Example of Input Data - Githubissues

codertimo / BERT-pytorch

Google AI 2018 BERT pytorch implementation

Apache License 2.0

6.11k stars 1.29k forks source link

Example of Input Data #28

Closed nateraw closed 5 years ago

nateraw commented 5 years ago

Could you give a concrete example of the input data? You gave an example of the corpus data, but not the dataset.small file found in this line:

bert -c data/dataset.small -v data/vocab.small -o output/bert.model

If you could show perhaps a couple of examples, that would be very helpful! I am new to pytorch, so the dataloader function is a little confusing.

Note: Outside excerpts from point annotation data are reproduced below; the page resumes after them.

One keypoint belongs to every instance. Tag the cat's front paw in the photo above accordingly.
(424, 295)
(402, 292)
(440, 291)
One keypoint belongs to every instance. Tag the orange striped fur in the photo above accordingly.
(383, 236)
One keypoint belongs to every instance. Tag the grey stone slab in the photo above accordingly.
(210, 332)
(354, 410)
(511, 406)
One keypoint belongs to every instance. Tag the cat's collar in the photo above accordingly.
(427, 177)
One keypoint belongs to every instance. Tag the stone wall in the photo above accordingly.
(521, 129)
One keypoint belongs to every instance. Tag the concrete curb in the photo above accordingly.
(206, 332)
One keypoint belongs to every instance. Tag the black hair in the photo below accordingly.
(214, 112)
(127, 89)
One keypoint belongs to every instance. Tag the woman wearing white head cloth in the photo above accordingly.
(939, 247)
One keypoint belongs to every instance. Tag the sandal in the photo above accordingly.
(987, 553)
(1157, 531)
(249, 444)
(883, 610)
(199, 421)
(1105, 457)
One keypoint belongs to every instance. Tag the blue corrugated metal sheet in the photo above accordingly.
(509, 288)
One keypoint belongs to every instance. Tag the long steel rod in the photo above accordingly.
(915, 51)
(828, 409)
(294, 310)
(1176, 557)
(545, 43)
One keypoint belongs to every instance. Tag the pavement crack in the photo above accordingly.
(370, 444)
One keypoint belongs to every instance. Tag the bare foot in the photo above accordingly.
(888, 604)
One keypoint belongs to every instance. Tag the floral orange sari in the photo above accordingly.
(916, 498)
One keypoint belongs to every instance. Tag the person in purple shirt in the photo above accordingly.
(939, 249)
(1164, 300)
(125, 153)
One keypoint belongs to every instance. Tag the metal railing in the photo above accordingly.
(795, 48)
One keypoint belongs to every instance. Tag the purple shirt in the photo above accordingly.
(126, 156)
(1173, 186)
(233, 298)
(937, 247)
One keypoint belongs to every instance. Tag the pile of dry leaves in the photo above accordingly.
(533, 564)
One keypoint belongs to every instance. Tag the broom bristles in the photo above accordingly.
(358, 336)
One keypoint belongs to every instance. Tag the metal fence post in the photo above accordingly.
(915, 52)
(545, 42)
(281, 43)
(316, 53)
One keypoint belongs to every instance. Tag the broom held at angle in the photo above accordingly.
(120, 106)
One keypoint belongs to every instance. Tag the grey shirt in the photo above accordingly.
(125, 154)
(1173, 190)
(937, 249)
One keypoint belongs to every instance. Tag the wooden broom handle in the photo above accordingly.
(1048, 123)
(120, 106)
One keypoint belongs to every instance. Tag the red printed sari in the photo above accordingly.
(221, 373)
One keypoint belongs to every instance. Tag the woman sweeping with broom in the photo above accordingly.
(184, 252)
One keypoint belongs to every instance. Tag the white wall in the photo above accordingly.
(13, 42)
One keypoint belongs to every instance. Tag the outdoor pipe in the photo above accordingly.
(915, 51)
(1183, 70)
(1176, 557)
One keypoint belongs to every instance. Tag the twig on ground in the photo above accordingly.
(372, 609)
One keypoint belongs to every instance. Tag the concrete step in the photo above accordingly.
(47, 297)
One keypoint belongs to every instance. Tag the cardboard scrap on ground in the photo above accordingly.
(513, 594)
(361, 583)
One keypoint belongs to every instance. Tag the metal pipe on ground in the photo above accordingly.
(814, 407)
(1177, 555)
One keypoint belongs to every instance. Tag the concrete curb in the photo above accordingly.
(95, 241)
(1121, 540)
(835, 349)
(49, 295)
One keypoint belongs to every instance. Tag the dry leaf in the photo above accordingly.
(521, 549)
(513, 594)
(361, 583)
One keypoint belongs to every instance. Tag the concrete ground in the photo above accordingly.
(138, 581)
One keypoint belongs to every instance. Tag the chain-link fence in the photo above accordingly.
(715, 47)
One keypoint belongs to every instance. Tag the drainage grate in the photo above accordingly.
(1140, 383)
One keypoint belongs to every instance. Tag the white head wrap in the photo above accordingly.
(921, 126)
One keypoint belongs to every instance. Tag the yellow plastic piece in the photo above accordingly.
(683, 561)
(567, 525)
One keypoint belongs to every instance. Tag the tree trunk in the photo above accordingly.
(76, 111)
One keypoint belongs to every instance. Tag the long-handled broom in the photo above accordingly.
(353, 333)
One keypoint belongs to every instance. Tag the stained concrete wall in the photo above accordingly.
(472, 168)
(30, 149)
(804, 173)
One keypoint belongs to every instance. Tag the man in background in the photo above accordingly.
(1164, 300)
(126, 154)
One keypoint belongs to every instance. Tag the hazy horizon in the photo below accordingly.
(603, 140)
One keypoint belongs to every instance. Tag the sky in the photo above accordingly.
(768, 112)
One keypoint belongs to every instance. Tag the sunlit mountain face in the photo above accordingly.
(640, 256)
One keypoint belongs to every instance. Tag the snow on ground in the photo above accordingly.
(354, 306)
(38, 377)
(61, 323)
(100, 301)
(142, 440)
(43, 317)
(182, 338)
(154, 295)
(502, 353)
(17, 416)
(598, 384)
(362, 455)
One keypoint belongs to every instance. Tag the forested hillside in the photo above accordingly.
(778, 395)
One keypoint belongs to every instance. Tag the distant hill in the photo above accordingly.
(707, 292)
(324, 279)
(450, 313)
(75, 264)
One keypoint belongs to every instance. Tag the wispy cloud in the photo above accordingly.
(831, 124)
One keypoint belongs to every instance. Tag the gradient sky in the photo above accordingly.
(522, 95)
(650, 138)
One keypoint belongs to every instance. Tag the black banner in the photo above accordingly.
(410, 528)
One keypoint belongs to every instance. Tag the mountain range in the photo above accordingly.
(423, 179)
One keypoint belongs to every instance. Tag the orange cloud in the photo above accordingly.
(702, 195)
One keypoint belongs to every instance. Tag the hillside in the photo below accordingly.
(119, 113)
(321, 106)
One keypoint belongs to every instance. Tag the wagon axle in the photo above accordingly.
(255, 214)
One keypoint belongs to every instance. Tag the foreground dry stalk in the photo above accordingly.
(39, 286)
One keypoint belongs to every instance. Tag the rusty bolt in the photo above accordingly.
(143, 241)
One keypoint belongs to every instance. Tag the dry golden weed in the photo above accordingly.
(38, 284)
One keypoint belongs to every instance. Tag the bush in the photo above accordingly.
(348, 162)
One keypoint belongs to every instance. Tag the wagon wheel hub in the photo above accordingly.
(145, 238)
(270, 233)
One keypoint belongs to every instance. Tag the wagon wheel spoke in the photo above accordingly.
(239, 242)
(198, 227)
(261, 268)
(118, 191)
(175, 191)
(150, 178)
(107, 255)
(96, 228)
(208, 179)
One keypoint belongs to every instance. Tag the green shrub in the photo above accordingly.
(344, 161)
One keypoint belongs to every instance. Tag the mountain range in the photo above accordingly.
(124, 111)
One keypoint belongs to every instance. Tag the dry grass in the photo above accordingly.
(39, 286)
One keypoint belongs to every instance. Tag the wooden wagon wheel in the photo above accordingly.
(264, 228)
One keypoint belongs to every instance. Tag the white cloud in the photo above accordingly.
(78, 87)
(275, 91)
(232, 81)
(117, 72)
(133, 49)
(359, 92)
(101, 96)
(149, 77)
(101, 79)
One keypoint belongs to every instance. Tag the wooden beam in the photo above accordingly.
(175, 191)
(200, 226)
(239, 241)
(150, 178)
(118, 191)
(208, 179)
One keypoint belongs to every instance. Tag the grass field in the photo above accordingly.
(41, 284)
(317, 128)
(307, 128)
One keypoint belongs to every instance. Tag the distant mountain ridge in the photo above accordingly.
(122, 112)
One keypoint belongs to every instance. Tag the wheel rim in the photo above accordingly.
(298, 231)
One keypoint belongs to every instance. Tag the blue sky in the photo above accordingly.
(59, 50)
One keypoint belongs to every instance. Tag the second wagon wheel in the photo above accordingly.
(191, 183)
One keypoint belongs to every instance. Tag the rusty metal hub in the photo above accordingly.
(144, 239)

codertimo commented 5 years ago

@nateraw Sorry about my mistake. The README file is just updated to

bert -c data/corpus.small -v data/vocab.small -o output/bert.model

which is same corpus with bert-vocab

and the corpus example is on README 0.prepare your own corpus.

thanx

nateraw commented 5 years ago

Why might this be happening then? I ran these lines...

bert-vocab -c data/dummy_data.small -o data/vocab.small

bert -c data/dummy_data.small -v data/vocab.small -o output/bert.model

nateraw commented 5 years ago

Dummy data looks like this:

codertimo commented 5 years ago

@nateraw Can you update the bert-pytorch version to 0.0.1a4?

pip install -U bert-pytorch

nateraw commented 5 years ago

Interestingly, a different error:

codertimo commented 5 years ago

@nateraw I got what was wrong with both your example corpus and mine. We should not make a blank line in end of the line! If you check the line 18 at your corpus, \n is declared on last line, which means that python recognize there is one more extra line. Please remove the \n of end of character at the end of line. that would be help to fix it

nateraw commented 5 years ago

Wow so dumb! My fault, I will report back if that change works or not.

nateraw commented 5 years ago

Issue was with the tabs as well. Replaced with literal tabs, and it worked. Closing the issue, thank you!